Expression and Purification of hCD83ext.

The expression of hCD83ext was induced in Escherichia coli as described previously (7). Briefly, the cells were then pelleted and resuspended in 10 ml native buffer (140 mM NaCl, 2.7 mM KCl, 10 mM Na2HPO4, 1.8 mM KH2 PO4, 2.6 mM MnCl, 26 mM MgCl2, 1 μg/ml leupeptin, 1 μg/ml aprotinin, 1 μg/ml DNaseI, pH 7.6) per 500 ml culture. 50 μg/ml lysozyme were also added. After 15-min incubation on ice the lysate was spun at 20,000 g. Protein purification: capture step: 40 ml supernatant were added to a GSTrap 5 ml column on an ÄKTA Explorer 10 system (Amersham Pharmacia Biotech). Binding buffer: PBS (140 mM NaCl, 2.7 mM KCl, 10 mM Na2HPO4, 1.8 mM KH2 PO4, pH 7.6). Elution buffer: 50 mM Tris-HCl, pH 8.0, with 5 mM reduced glutathione. Flow rate: 5 ml/min. Chromatographic procedure: 4CV (column volumes) binding buffer, 40 ml supernatant, 12CV binding buffer, 5CV elution buffer, 5CV 2N NaCl/PBS, pH 7.6, 5CV binding buffer. Intermediate purification steps: The GST-hCD83ext containing elutions were dialysed against 50 mM 1-methyl-piperazine, 50 mM Bis-Tris, 25 mM Tris, pH 9.5 (buffer A), and loaded onto source 15Q PE 4.6/100 anion exchange column on a ÄKTA Explorer 10 system. Proteins were separated by three different linear salt gradients: 16CV to target concentration 10% buffer B (buffer A/1N NaCl). 20CV to target concentration 50% buffer B. 10CV to target concentration 100% buffer B. The GST-hCD83ext containing elutions were dialysed against PBS, pH 7.6. Then the GST-hCD83ext. fusion protein was incubated with Thrombin 20 U/ml at 22°C for 16 h. To separate the hCD83ext protein from GST the elution was loaded onto prepacked glutathione sepharose 4B columns using the capture step buffer conditions. Under binding buffer conditions the flow through containing recombinant human CD83ext protein was collected. Polishing step: finally a preparative gel filtration separation was performed loading the flow through onto a Superdex 75 (26/16) prep grade column on a ÄKTA Explorer 10 system, running buffer PBS, pH 7.6, flow rate 3 ml/min. The GST protein was used as a negative control in functional analyses.

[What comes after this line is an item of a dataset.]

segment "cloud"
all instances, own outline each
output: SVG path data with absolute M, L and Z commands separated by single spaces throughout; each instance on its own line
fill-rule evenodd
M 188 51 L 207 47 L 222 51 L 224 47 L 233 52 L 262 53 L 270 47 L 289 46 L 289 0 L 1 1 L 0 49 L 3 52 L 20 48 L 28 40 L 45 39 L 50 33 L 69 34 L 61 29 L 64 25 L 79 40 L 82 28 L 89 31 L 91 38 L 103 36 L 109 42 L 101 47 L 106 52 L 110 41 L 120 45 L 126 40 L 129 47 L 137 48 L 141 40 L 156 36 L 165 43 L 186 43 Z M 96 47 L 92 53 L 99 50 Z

Expression and Purification of Recombinant CD83-Fc-Fusion Protein.

CD83-Fc was constructed by fusing the extracellular domain of CD83 with the Fc part of human IgG1. A PCR product of the extracellular domain of CD83 was amplified using Pfu polymerase (Promega). The CD83 sense primer contains a XhoI restriction site (5′-GCGGGGCTCGAGGCCACCATGTCGCGCGGCCTCCAGCTTCTGC) and the antisense primer a BglII restriction site (5′-CCCCGGAGATCTGCAGGGCATCCTGTCACTCTCA). PCR conditions were as follows: 2 min 94°C; 35× (1 min 94°C, 1 min 56°C, 1 min 72°C); 10 min 72°C. The PCR product was purified using a PCR purification kit (QIAGEN). After digestion with XhoI and BglII the PCR product was cloned into the XhoI and BamHI sites of the pCDM7 vector (a gift from Kolanus, Genecenter, Munich, Germany) containing the Fc part of IgG1 and transformed into MC1061P3 bacteria. The construct was sequenced in order to exclude possible mutations (Sequiserve). 293-T cells, cultured in DMEM medium (Life Technologies) supplemented with 2 mM l-glutamine (Life Technologies), 100 U/ml penicillin/streptomycin (Life Technologies), 1 mM sodium-pyruvat (Life Technologies), and 10% FBS (Dynacyte), were transiently transfected with CDM7/CD83-Fc using LipofectAMINE™ reagent and OPTIMEM 1 medium (Life Technologies). 293-T cells were cultured 10 d in serum free medium (293 SFMII; Life Technologies). Secretion of recombinant CD83-Fc protein into the supernatant was verified by Western blot analysis. The CD83-Fc fusion protein was purified by protein A-Sepharose affinity chromatography (Amersham Pharmacia Biotech).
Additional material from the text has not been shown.